Le comité de parents de la Commission scolaire English-Montréal (CPCSEM) s’inquiète de plus en plus de l’impact de la loi 96 sur le système d’éducation anglophone depuis son adoption par l’Assemblée nationale il y a huit mois. Nous souhaitons vous faire part de nos préoccupations pour vous permettre d’avoir une meilleure compréhension de notre opposition à la loi et de notre appui à la contestation judiciaire intentée par la Commission scolaire English-Montréal (CSEM). Ce faisant, nous espérons que vous accepterez, à court terme, de modifier certains aspects de la loi afin de favoriser la réussite des élèves.

Forte d’un effectif de plus de 37 000 élèves aux secteurs des jeunes et des adultes et d’un réseau de 73 écoles et centres, la CSEM est la plus grande commission scolaire publique anglophone du Québec. Plus important encore, nous affichons le taux de diplomation le plus élevé au secondaire, soit 92,4 %, parmi toutes les commissions scolaires publiques de la province.

L’obtention d’un diplôme d’études secondaires n’est pas notre seul critère de réussite. En tant que parents, nous voulons que nos enfants possèdent les compétences linguistiques nécessaires en français pour s’épanouir au Québec. Nous soutenons la nécessité de promouvoir et de protéger la langue française au Québec et partout au Canada. Notre communauté anglophone a créé le modèle d’immersion française dans les années 60, bien avant la Loi 101, et nos commissions scolaires partout au Québec veillent à ce que nos enfants soient en mesure de vivre et de travailler en français. À la CSEM, les parents ont le choix entre trois modèles d’enseignement du français au primaire, soit le programme de base, le programme bilingue et l’immersion française, alors que les écoles secondaires offrent plusieurs programmes de français qui surpassent les exigences minimales du Ministère.

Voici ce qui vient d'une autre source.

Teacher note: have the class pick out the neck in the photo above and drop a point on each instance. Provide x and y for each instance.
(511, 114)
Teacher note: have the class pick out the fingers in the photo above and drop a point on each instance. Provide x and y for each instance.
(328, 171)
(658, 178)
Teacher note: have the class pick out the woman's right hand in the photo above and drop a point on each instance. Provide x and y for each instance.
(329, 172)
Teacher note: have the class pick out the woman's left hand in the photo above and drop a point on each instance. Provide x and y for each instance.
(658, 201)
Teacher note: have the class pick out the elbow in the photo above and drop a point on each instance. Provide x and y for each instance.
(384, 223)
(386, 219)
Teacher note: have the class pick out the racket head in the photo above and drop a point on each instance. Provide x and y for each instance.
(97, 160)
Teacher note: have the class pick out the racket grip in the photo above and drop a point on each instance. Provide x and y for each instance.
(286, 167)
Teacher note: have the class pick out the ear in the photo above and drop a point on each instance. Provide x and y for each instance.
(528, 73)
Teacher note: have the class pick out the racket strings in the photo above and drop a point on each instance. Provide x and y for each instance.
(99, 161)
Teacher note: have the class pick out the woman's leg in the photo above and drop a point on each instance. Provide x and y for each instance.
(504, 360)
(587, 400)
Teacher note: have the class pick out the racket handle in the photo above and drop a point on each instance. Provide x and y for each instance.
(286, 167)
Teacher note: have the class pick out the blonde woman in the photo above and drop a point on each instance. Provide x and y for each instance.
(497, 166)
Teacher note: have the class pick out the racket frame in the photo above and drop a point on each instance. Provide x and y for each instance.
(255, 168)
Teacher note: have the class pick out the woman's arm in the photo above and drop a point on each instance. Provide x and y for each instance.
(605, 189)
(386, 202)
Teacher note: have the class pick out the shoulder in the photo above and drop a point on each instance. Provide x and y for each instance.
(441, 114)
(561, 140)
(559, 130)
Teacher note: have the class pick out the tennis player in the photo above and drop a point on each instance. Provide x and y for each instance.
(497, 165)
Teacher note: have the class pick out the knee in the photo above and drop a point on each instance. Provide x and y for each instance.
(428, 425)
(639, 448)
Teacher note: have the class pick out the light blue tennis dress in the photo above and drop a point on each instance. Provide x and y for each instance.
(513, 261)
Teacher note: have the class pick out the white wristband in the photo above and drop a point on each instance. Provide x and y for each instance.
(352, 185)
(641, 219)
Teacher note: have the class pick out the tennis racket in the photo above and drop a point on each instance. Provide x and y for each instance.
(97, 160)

Certains aspects de la loi 96 menacent la vitalité du système scolaire anglophone, et nous souhaitons les porter à votre attention dans l’espoir que vous en tiendrez compte en temps opportun.

Nous appelons le gouvernement à reconsidérer l’imposition d’une limite de trois ans – auparavant, elle était de 6 ans – pour l’admissibilité à l’école anglaise pour les enfants des personnes travaillant temporairement au Québec. Le bassin de candidats potentiels dans les écoles de la CSEM et d’autres commissions scolaires anglophones s’en trouve ainsi réduit, ce qui a pour effet d’affaiblir notre système d’éducation. Plus important encore, le fait de forcer les élèves à abandonner leurs amis et leurs enseignants, et à s’adapter à un nouvel environnement n’est pas une recette gagnante pour leur réussite. De plus, dans le contexte actuel où les entreprises québécoises rivalisent avec les autres pays pour attirer les talents, cela a pour effet de diminuer l’intérêt des nouveaux arrivants pour notre ville et notre province.

La poursuite d’études postsecondaires est une autre mesure de la réussite des élèves. Notre objectif est de voir nos jeunes poursuivre leurs études au niveau collégial. Or, la loi 96 dresse des obstacles inutiles et injustifiés à leur réussite au cégep et à leurs chances d’accéder à des études supérieures au Québec. Nous sommes particulièrement préoccupés par l’exigence imposée aux élèves des cégeps anglophones de réussir trois cours de français de base pour l’obtention d’un DEC ainsi que le plafonnement des inscriptions dans les cégeps anglophones. 

  • Pour les étudiants anglophones, l’ajout de cours obligatoires en français rendra plus difficile l’admission à l’université de leur choix (leur cote R risque d’être affectée) et crée des obstacles en particulier pour les jeunes ayant des besoins particuliers et des difficultés d’apprentissage liées au langage. Par ailleurs, nous craignons que beaucoup de jeunes choisissent de quitter le Québec après l’école secondaire.
  • Le gel des admissions met en danger l’avenir des cégeps anglophones puisqu’ils seront moins enclins à offrir de nouveaux programmes et moins susceptibles d'être admissibles à un financement. Cela freinera l'innovation et limitera sérieusement la création de nouveaux programmes.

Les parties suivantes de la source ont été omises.